Remembering Pat Tillman, a Hero on and off the Field

Tommy Switzgable ’15
EE Staff Writer

As we transition from October to November, we forget about Halloween, tricks, and treats, and start to look forward to the elements of turkey, family, and especially Veterans. Veterans Day is one of America’s proudest holidays, as we remember those who fought for our country and risked their lives for our freedom. When this day comes around, the mind of a true football fan immediately jumps to the story of the beloved Pat Tillman.
Patrick Daniel Tillman was born in San Jose, California on November 6th, 1976. An exceptional athlete, Tillman grew to be the star of Leland High School’s football team, leading them to a California state championship, and receiving a full football scholarship to Arizona State University. Known for his fearlessness on the field, Tillman started all four years for the Sun Devils, leading them to a Rose Bowl Game and becoming the Pac-10’s defensive player of the year in 1997.

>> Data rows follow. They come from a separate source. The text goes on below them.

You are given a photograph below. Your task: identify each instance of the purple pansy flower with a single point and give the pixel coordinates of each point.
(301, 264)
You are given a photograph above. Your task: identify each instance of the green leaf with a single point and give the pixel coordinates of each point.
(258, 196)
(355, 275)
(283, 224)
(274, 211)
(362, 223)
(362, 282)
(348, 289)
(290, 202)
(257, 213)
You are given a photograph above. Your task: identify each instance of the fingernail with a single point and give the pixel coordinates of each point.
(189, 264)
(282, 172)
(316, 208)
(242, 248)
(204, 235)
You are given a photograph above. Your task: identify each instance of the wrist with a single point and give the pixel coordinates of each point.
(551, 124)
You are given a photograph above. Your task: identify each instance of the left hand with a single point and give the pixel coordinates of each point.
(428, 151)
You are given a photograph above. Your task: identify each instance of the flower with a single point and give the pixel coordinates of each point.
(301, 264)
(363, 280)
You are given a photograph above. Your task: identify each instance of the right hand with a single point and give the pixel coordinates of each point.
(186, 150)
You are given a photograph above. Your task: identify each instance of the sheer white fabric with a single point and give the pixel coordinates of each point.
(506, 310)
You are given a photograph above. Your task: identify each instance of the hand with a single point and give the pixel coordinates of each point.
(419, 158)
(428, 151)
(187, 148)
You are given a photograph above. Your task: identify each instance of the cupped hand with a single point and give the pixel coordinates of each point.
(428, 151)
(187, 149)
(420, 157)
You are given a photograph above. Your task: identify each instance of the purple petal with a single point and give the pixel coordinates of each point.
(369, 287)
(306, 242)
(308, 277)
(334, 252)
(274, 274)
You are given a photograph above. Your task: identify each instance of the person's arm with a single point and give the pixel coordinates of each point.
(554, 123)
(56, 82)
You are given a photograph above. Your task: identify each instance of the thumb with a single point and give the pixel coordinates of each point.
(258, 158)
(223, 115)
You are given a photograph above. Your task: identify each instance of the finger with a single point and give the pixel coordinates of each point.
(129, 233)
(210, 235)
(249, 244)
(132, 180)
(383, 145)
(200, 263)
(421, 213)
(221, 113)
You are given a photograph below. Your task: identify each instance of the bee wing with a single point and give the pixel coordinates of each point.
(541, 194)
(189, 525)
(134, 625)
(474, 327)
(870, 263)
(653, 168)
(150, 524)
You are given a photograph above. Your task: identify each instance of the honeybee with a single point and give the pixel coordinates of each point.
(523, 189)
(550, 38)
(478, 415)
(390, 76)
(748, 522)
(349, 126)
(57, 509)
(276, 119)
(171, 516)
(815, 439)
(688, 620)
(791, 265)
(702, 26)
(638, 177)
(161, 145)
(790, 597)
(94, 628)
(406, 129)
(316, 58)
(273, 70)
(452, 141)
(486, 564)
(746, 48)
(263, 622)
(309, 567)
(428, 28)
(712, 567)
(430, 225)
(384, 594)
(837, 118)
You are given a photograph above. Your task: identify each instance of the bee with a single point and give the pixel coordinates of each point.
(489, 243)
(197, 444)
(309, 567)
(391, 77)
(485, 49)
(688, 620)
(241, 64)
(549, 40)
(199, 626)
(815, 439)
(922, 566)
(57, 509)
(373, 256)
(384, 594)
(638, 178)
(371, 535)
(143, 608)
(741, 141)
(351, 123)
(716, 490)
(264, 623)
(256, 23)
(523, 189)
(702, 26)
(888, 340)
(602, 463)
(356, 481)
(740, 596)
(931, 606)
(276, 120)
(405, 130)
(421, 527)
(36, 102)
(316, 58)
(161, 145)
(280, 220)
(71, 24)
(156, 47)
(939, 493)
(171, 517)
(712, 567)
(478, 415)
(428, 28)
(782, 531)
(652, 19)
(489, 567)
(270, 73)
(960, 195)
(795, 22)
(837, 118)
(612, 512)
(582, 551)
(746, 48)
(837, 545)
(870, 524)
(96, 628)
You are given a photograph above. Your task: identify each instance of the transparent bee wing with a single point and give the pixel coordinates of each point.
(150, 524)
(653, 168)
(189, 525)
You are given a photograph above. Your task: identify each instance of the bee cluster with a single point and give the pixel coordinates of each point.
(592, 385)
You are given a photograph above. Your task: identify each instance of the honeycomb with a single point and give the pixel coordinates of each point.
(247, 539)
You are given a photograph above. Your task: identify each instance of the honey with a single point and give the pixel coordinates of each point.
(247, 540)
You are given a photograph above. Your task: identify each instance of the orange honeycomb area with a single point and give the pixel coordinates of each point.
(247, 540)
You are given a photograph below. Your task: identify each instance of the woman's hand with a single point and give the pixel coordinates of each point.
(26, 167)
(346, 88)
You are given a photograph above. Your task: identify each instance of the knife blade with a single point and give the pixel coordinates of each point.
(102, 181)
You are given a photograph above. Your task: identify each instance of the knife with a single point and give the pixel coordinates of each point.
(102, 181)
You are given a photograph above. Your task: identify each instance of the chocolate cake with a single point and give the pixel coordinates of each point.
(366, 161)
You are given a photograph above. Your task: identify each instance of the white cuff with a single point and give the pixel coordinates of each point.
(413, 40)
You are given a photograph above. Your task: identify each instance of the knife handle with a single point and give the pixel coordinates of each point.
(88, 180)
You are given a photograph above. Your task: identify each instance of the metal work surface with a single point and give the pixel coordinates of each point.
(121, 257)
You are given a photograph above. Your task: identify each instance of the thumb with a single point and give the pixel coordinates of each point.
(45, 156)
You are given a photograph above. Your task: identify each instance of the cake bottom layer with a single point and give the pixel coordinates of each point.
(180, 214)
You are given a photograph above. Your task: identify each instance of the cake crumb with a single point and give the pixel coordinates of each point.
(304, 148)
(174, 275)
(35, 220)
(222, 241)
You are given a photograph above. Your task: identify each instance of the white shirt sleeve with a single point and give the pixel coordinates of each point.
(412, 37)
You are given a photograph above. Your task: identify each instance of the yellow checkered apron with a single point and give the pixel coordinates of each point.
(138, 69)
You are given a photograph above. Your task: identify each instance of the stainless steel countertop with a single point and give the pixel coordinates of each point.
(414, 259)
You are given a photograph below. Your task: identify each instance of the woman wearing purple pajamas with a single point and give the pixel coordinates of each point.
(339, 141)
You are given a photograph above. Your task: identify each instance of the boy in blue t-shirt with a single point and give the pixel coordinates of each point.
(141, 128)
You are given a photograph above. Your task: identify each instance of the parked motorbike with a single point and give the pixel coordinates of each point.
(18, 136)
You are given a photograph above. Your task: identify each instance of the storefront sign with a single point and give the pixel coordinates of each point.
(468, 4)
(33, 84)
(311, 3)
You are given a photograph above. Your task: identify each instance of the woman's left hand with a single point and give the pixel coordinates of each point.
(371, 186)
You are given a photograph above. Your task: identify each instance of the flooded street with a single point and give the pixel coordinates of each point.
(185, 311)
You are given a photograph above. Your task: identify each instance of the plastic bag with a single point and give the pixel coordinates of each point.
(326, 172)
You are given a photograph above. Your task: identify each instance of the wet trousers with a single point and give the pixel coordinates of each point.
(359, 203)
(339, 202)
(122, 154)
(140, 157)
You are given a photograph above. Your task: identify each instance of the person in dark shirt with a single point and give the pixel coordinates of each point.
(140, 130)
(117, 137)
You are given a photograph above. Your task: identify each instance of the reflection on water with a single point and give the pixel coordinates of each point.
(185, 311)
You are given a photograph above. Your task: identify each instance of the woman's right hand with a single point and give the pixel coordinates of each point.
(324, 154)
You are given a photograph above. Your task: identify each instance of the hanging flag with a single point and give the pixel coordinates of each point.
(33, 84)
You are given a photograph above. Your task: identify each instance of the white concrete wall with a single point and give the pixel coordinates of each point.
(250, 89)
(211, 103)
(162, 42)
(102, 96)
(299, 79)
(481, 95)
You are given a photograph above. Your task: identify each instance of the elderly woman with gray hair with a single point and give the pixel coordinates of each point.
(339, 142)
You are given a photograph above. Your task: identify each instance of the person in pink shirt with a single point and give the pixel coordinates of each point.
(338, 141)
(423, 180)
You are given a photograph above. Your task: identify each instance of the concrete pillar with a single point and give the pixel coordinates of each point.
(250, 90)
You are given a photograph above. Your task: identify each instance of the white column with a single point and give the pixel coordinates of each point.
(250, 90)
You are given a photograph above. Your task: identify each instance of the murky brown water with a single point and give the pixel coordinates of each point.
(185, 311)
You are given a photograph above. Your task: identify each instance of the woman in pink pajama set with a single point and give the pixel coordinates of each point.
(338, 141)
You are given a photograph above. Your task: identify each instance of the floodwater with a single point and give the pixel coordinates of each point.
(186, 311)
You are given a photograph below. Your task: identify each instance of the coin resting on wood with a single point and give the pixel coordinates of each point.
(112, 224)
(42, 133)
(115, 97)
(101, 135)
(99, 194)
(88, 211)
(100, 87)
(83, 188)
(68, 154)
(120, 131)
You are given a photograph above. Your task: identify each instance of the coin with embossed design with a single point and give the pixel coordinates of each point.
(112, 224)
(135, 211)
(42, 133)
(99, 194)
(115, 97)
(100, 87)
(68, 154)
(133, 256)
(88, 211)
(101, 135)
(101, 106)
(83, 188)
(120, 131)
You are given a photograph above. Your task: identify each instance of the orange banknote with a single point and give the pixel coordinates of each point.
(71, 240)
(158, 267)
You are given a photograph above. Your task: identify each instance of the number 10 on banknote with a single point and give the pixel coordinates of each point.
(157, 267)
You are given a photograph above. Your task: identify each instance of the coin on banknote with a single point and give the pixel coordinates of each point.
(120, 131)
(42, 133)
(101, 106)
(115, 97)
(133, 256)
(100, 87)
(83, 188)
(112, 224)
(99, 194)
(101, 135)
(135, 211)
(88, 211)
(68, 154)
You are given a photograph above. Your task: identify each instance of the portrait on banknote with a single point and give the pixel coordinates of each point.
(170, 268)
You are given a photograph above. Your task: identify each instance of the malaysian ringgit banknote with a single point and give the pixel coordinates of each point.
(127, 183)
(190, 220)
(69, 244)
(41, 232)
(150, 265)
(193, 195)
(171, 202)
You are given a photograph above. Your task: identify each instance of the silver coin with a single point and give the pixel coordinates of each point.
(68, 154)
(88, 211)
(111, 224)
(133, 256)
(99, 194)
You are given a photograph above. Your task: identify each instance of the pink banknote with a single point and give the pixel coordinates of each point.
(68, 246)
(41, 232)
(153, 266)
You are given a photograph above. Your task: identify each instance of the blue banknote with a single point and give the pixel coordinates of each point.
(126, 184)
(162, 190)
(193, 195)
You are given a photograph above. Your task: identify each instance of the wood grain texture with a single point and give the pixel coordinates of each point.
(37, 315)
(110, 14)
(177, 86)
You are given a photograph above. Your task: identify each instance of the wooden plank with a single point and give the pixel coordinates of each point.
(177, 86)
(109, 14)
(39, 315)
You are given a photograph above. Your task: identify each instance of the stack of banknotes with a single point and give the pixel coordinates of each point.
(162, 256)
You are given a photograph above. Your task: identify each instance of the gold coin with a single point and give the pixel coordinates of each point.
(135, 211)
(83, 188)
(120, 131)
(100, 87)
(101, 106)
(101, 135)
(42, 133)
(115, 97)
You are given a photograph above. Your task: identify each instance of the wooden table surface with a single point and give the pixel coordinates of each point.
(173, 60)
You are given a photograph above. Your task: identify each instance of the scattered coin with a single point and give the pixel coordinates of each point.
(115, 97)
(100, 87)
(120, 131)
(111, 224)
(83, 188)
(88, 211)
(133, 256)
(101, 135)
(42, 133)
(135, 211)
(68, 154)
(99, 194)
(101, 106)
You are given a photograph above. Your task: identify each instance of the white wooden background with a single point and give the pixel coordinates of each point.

On April 19th, 1998, Tillman experienced what every boy in the United States dreamed of; the Arizona Cardinals selected him with the 226th pick in the 1998 NFL draft. In the NFL, Tillman moved from the comfort of linebacker, in which he played in college, to safety. As a rookie he started 10 games out of the 16 played throughout an NFL season, which is unheard of for a 7th round draft pick. Throughout his 4 year NFL career with the Cardinals, Tillman recorded a total of 238 tackles, 2.5 sacks, 3 interceptions, and a forced fumble.
Eight long and confusing months after the September 11th attacks which shook America, Tillman made a decision that caused everyone in the NFL to stop dead in their tracks; Pat Tillman turned down a 3-year $3.6 million contract from the Cardinals to enlist in the US Army, showing an astonishing loyalty to his country. Tillman and his brother Kevin, a promising pitcher for the Cleveland Indians, began their training at Fort Lewis, months before being deployed to Iraq.
On April 24th, 2002, a little after the 5 year anniversary of his NFL Draft Day, Pat Tillman, was tragically killed by friendly fire in Afghanistan. It rained in Phoenix that day, fittingly, as the city wept for the loss of a true leader on and off the field. Tillman was posthumously awarded the Purple Heart Award for the sacrifices he made to instill freedom in his country. The Arizona State Sun Devils and Arizona Cardinals also made it their priorities to retire Pat Tillman’s #42 and #40, respectively.
His military uniform resides in the Pro Football Hall of Fame in Canton, Ohio where it will stand the test of time. I remember seeing it as a young boy and understanding the courage that he brought to the gridiron, and the courage that he brought to the battlefield.
Although the stories of every Veteran differ, their loyalty and sacrifices to this country deserve our highest admiration.